If there is a multiverse - worlds without end - and beings scattered through innumerable universe’s amenable to sentient existence, would this make the number of sentient beings infinite?
I thought Buddhism taught that there are infinite numbers of sentient beings and samsara continues forever and, has always been in cyclic motion?
If there were finite numbers of sentient beings perhaps samsara could have an end when the taint of being is removed completely?
If, there are infinite numbers of beings it would take forever to exhaust samsaric wandering? Therefore, it never ends and, has no beginning?
I have also been told there is a teaching about the formation of universe after universe - in an endless cycle.
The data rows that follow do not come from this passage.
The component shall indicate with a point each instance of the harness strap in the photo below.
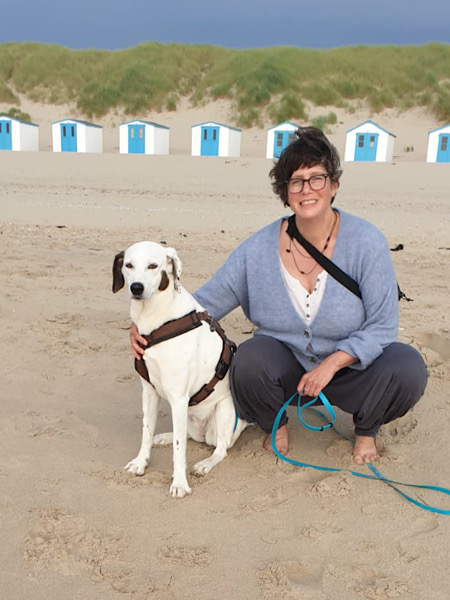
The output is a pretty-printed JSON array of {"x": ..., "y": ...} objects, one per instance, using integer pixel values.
[{"x": 176, "y": 327}]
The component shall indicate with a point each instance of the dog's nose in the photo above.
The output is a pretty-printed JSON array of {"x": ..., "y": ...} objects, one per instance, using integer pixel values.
[{"x": 137, "y": 288}]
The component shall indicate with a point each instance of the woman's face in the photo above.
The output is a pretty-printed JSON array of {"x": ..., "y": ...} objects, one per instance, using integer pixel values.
[{"x": 310, "y": 198}]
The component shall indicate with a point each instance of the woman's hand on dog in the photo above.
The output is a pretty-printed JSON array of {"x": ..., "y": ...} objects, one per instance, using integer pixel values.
[{"x": 136, "y": 340}]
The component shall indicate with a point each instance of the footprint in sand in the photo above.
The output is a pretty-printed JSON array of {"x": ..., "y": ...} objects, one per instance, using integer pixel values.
[
  {"x": 187, "y": 557},
  {"x": 335, "y": 485},
  {"x": 291, "y": 580},
  {"x": 63, "y": 542},
  {"x": 367, "y": 582}
]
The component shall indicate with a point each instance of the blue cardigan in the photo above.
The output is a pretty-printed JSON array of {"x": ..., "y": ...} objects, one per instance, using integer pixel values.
[{"x": 252, "y": 278}]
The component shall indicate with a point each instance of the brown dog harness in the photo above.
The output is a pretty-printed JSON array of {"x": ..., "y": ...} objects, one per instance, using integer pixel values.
[{"x": 184, "y": 324}]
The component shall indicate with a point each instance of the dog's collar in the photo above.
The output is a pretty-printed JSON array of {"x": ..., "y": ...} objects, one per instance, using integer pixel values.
[{"x": 176, "y": 327}]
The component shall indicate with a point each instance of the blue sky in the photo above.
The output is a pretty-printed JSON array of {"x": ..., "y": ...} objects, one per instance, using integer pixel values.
[{"x": 114, "y": 24}]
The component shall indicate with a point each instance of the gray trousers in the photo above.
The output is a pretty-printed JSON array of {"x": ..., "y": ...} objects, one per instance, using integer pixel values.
[{"x": 264, "y": 374}]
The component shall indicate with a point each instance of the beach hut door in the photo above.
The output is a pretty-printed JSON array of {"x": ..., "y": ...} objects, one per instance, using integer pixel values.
[
  {"x": 136, "y": 139},
  {"x": 366, "y": 146},
  {"x": 68, "y": 137},
  {"x": 444, "y": 148},
  {"x": 5, "y": 135},
  {"x": 281, "y": 140},
  {"x": 210, "y": 141}
]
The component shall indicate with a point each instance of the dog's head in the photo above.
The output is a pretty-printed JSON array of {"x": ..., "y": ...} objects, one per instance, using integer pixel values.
[{"x": 145, "y": 268}]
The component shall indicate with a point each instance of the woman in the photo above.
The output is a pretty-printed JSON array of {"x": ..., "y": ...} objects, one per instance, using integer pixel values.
[{"x": 312, "y": 333}]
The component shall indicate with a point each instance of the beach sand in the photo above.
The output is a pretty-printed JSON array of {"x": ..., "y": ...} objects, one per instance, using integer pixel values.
[{"x": 74, "y": 524}]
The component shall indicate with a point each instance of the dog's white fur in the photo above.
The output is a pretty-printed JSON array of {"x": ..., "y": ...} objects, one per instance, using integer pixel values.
[{"x": 178, "y": 367}]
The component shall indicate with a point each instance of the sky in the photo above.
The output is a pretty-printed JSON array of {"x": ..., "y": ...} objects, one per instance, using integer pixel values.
[{"x": 117, "y": 24}]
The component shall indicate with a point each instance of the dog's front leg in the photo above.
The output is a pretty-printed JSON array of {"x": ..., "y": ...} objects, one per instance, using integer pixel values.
[
  {"x": 180, "y": 486},
  {"x": 150, "y": 402}
]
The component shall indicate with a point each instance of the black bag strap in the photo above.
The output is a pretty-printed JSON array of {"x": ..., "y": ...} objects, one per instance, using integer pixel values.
[{"x": 325, "y": 262}]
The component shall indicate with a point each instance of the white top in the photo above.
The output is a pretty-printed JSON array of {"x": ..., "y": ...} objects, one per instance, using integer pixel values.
[{"x": 305, "y": 303}]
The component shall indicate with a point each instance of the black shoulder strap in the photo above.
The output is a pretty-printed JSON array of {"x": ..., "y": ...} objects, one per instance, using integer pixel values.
[{"x": 325, "y": 262}]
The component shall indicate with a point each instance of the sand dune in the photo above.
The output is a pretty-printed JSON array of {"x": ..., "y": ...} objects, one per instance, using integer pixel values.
[{"x": 74, "y": 524}]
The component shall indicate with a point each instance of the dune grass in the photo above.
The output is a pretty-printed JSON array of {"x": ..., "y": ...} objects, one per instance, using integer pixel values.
[{"x": 264, "y": 84}]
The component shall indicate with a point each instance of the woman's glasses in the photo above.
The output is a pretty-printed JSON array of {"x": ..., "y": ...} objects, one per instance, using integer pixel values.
[{"x": 316, "y": 183}]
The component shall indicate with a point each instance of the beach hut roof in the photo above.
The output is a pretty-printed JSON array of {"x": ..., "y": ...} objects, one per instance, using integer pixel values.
[
  {"x": 145, "y": 123},
  {"x": 215, "y": 123},
  {"x": 439, "y": 128},
  {"x": 78, "y": 121},
  {"x": 372, "y": 123},
  {"x": 5, "y": 116}
]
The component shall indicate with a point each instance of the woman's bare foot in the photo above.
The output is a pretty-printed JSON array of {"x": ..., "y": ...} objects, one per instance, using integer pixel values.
[
  {"x": 281, "y": 441},
  {"x": 364, "y": 450}
]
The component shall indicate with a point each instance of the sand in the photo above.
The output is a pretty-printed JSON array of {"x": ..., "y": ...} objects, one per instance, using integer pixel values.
[{"x": 74, "y": 524}]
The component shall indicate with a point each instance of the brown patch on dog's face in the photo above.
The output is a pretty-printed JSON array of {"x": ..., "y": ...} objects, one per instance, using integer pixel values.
[
  {"x": 118, "y": 279},
  {"x": 164, "y": 281}
]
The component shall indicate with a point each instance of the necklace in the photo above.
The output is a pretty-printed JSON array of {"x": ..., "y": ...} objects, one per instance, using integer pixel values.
[{"x": 310, "y": 257}]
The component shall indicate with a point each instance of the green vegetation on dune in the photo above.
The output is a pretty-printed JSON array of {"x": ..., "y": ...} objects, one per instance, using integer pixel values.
[{"x": 263, "y": 84}]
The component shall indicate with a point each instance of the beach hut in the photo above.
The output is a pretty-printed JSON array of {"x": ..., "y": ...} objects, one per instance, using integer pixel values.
[
  {"x": 143, "y": 137},
  {"x": 18, "y": 135},
  {"x": 368, "y": 142},
  {"x": 278, "y": 137},
  {"x": 439, "y": 145},
  {"x": 72, "y": 135},
  {"x": 215, "y": 139}
]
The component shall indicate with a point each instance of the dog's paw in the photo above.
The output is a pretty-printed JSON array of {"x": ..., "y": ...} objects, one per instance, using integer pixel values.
[
  {"x": 179, "y": 490},
  {"x": 136, "y": 466},
  {"x": 202, "y": 468},
  {"x": 163, "y": 439}
]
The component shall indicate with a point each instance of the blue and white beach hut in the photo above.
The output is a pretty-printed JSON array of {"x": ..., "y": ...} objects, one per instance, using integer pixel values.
[
  {"x": 72, "y": 135},
  {"x": 439, "y": 145},
  {"x": 143, "y": 137},
  {"x": 278, "y": 137},
  {"x": 215, "y": 139},
  {"x": 18, "y": 135},
  {"x": 368, "y": 142}
]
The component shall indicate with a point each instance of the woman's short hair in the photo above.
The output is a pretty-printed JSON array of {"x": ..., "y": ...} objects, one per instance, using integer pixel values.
[{"x": 311, "y": 148}]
The universe’s arise and pass away - expand and contract - because there are sentient beings who are constantly in transition, driven by the craving for existence.
This endless thirst for existence has to play out where being/becoming is possible. The heirs of our kamma we are woven into the fabric of the cosmos.
This would mean - if universal cycles are endless - there must be an inexhaustible number of sentient beings caught in the process of rebecoming necessitating the formation of worlds without end.
Empty phenomena rolling on forever?
The ‘anthropic cosmological principal’ may be mistaken because conscious observers may not be human ‘exclusively’.
The presence of sentient beings in need of a place to cycle in the process of endless becoming may be implicated in the phenomenal display we participate in.*
Mind and matter are interdependent on the micro and macro level? Reality may be stranger than fiction?
Higher-Deva’s in a subtle realm may witness the beginning and/or end of a cosmic cycle and remain untouched. Are the highest Deva-realms destroyed when a universe ends?
How else could the Buddha have known about universal cycles of expansion and contraction through direct knowledge and vision without witnessing the process in some way and remembering it on the night of his awakening?
My Ajahn said the Buddha used the metaphor of an opening and closing lotus to describe the origin, genesis and, cessation of the universe - periods of expansion and contraction? He also said that the Buddha was in the right ball-park when it comes to the age of the universe.